Alf Bauman
- Bauman, c. 1941

No. 42, 73, 41
- Position: Tackle

Personal information
- Born: January 3, 1920 Chicago, Illinois, U.S.
- Died: May 20, 1980 (aged 60)
- Listed height: 6 ft 2 in (1.88 m)
- Listed weight: 228 lb (103 kg)

Career information
- High school: Austin (Chicago)
- College: Northwestern (1938-1941)
- NFL draft: 1942: 2nd round, 15th overall pick

Career history
- Philadelphia Eagles (1947); Chicago Rockets (1947); Chicago Bears (1948–1950);

Awards and highlights
- Consensus All-American (1940); First-team All-American (1941); 2× First-team All-Big Ten (1940, 1941);

Career NFL/AAFC statistics
- Games played: 34
- Games started: 12
- Fumble recoveries: 1
- Stats at Pro Football Reference

= Alf Bauman =

American football player (1920–1980)

Alfred Ernest Bauman (January 3, 1920 – May 20, 1980) was an American professional football player.

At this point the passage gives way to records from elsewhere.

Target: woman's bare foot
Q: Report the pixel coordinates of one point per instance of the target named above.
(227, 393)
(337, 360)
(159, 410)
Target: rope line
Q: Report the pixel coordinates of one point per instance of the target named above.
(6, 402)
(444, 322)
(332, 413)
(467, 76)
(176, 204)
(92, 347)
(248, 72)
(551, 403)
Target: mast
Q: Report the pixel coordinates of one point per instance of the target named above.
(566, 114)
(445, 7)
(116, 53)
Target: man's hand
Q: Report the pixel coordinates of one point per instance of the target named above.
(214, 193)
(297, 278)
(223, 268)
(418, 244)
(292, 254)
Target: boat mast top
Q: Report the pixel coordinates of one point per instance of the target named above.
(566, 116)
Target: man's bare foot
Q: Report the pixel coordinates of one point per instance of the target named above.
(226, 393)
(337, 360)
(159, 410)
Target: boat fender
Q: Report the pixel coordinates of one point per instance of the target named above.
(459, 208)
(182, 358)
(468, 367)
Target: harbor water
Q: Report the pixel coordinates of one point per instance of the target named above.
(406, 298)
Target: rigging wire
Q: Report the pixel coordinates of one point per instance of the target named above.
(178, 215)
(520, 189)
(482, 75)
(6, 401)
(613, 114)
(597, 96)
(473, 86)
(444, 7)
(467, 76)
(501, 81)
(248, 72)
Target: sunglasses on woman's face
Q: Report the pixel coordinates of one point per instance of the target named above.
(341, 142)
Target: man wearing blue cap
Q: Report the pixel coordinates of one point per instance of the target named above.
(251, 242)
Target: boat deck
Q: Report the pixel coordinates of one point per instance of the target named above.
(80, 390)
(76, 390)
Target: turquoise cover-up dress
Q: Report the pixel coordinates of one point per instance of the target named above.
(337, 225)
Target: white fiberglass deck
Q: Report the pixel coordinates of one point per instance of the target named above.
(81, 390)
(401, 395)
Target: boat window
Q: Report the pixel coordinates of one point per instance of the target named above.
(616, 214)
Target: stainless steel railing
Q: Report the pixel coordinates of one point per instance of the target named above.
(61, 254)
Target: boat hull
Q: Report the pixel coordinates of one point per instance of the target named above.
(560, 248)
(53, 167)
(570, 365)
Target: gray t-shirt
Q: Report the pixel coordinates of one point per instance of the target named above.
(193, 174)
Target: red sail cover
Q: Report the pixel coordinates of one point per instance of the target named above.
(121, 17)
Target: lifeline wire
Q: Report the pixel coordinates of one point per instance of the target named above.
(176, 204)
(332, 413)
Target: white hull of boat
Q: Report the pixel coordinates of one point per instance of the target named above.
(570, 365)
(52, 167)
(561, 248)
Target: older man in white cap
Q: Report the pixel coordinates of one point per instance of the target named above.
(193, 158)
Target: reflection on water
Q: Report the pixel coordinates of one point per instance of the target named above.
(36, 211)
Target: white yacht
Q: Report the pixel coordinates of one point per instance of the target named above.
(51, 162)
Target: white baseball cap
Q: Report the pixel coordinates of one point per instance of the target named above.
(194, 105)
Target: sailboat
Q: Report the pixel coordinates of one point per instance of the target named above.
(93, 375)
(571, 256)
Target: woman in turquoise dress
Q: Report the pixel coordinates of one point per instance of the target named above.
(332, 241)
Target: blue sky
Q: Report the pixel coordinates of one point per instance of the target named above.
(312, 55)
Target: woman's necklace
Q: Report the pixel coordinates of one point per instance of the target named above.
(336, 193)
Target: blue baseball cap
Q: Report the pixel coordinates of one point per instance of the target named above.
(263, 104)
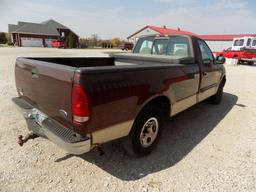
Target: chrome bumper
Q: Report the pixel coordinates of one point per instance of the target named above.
(62, 136)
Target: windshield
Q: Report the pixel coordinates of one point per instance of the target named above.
(172, 46)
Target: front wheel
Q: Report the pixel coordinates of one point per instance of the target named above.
(145, 132)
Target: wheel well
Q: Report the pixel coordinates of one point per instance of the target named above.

Bauman was born in 1920 in Chicago and attended Austin High School in that city. He then attended Northwestern University, where he played college football for the Wildcats from 1939 to 1941. As a junior, he was a consensus pick for the 1940 All-America team, having received first-team honors at the tackle position from the United Press, Hearst Newspapers, Collier's Weekly, New York Sun, and Walter Camp Football Foundation. He also received the Wailing Wall award as lineman of the year in 1940. In 1941, he was named Northwestern's most valuable player.

Bauman was selected by the Detroit Lions in the second round (15th pick overall) of the 1942 NFL draft. He tried out with the Lions but was released. After five years away from the game, he played four seasons as a tackle in the All-America Football Conference (AAFC) and National Football League (NFL) for the Chicago Rockets (1947), Philadelphia Eagles (1947), and Chicago Bears (1948–1950). He played in a total of 39 AAFC and NFL games. During his time with the Rockets and Eagles, he appeared in only five games and never started a game. It was not until the 1950 season at age 30 that Bauman finally won a regular spot in the Bears' starting lineup.

Bauman moved to San Francisco in 1955. He served for a time as personnel director for the San Francisco 49ers. He lived in Pacifica, California, from 1962 until his death in 1979 at age 59. The cause of death was heart failure. His body was donated to the University of California hospital. His wife died several days later at the same hospital.